Ellie é uma curinga que eu adoraria ver novamente na série, mas, infelizmente, ela é aniquilada. Obrigada por nada, Astrônomo.

O oculto se apresenta notavelmente no segundo maior enredo, que segue os Maçons Egípcios. Existe um toque de uma força sobrenatural genuína na história dos Maçons, mas os verdadeiros adoradores do grupo são expulsos pelos carta selvagens, que adotam os elementos assustadores e sinistros da seita (assim como seu ranking de discípulos), mas eles substituem qualquer tipo de “mágica” por os poderes mais facilmente explicáveis das cartas selvagens. O alto escalão dos Maçons é um grupo nefasto, exibindo verdadeiros traços de maldade que se manifestam em assassinatos, caos, busca por poder e alegria ao ver o sofrimento dos outros. Seu líder, o Astrônomo, espera trazer a Mãe do Enxame para a Terra à moda Cthulhu.

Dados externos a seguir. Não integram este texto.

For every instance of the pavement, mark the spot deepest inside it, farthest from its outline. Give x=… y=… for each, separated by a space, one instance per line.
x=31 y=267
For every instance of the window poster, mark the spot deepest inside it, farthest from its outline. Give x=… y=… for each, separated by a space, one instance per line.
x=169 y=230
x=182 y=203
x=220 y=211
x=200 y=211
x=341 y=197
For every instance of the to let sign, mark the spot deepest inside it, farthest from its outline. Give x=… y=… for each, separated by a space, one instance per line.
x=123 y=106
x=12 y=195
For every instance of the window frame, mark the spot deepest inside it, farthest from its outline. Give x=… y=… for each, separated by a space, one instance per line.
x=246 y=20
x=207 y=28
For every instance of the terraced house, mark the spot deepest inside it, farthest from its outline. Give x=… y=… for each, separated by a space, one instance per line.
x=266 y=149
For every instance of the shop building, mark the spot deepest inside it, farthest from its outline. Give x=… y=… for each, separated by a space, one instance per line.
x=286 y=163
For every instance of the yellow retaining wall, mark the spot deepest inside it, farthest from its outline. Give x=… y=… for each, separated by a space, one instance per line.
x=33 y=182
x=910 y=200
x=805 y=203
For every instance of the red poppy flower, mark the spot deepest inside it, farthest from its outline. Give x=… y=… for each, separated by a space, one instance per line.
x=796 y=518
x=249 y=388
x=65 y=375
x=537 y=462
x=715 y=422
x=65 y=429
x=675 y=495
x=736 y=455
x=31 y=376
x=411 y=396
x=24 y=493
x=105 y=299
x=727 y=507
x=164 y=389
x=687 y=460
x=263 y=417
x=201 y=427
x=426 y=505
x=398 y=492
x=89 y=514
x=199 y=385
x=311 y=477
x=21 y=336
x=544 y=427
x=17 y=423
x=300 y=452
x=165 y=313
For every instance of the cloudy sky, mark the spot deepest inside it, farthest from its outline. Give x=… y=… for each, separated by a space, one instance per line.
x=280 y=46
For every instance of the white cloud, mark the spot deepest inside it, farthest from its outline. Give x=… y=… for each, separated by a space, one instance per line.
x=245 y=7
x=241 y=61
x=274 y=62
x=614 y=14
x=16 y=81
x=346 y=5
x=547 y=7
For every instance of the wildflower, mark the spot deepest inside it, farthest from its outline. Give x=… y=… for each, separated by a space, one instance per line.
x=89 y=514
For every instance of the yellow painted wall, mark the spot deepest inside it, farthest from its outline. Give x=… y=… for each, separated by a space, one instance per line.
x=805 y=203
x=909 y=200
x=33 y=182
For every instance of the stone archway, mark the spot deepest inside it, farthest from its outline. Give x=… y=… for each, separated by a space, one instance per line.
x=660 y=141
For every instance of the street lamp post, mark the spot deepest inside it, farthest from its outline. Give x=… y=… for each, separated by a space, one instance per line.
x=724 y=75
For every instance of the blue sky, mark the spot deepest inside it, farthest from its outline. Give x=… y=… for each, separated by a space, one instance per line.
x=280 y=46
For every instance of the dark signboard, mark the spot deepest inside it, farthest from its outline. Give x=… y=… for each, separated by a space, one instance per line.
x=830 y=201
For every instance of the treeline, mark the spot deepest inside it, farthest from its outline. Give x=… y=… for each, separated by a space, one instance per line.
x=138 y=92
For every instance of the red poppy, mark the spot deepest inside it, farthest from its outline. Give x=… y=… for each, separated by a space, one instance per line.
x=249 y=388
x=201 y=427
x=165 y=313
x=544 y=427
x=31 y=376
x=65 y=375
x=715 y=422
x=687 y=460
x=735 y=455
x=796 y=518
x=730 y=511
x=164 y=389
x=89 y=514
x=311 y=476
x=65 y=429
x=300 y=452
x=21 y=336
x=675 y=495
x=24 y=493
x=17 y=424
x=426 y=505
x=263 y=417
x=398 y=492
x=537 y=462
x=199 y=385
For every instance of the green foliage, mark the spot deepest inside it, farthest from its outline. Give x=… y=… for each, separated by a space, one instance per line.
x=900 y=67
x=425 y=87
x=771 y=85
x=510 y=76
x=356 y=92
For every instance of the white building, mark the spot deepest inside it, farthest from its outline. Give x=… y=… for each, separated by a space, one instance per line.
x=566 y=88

Além desses crimes mais abomináveis, os maçons são excelentes em tirar vantagem dos que estão sós, como com Nenúfar, uma garota de cidade pequena recém-chegada numa cidade grande, é um excelente exemplo disso. Seu poder permite que ela extraia todo o líquido de uma vítima, deixando nada além de poeira, mas ainda assim ela acaba sendo traía pela sua própria inexperiência e pelas manipulações dos maçons. Antes das coisas ficarem incertas demais, uma força combinada de super ases destrói a base dos vilões no Mosteiro e uma grande parte dos Maçons numa explosão estilo Indiana Jones. Apesar do Astrônomo escapar, o Grande Ataque ao Mosteiro reúne várias personalidades de cartas selvagens num episódio fantástico e eletrizante.

E a Mãe do Enxame? Outro grupo de ases a ataca, contando também com a presença do veterano de guerra e justiceiro, Yeoman, o único limpo responsável pela derrota dela. A Mãe do Enxame é transformada em algo novo depois de ter sua mente fundida com a da calma Mai Minh, uma ás com um incrível poder de cura, que se sacrifica para salvar a humanidade. É um conceito interessante: a Mãe irracional, possuidora de um poder infinito, biologicamente fértil, combinada com a consciência de uma jovem humana, viajando pelo espaço. Yeoman se pergunta:

“Quais filosofias, quais domínios de pensamento o espírito daquela gentil budista misturado na mente e no corpo da criatura de um poder quase inimaginável teceria através dos séculos.”

Essa é uma personagem dupla que eu gostaria de ver novamente. Tragam-na de volta!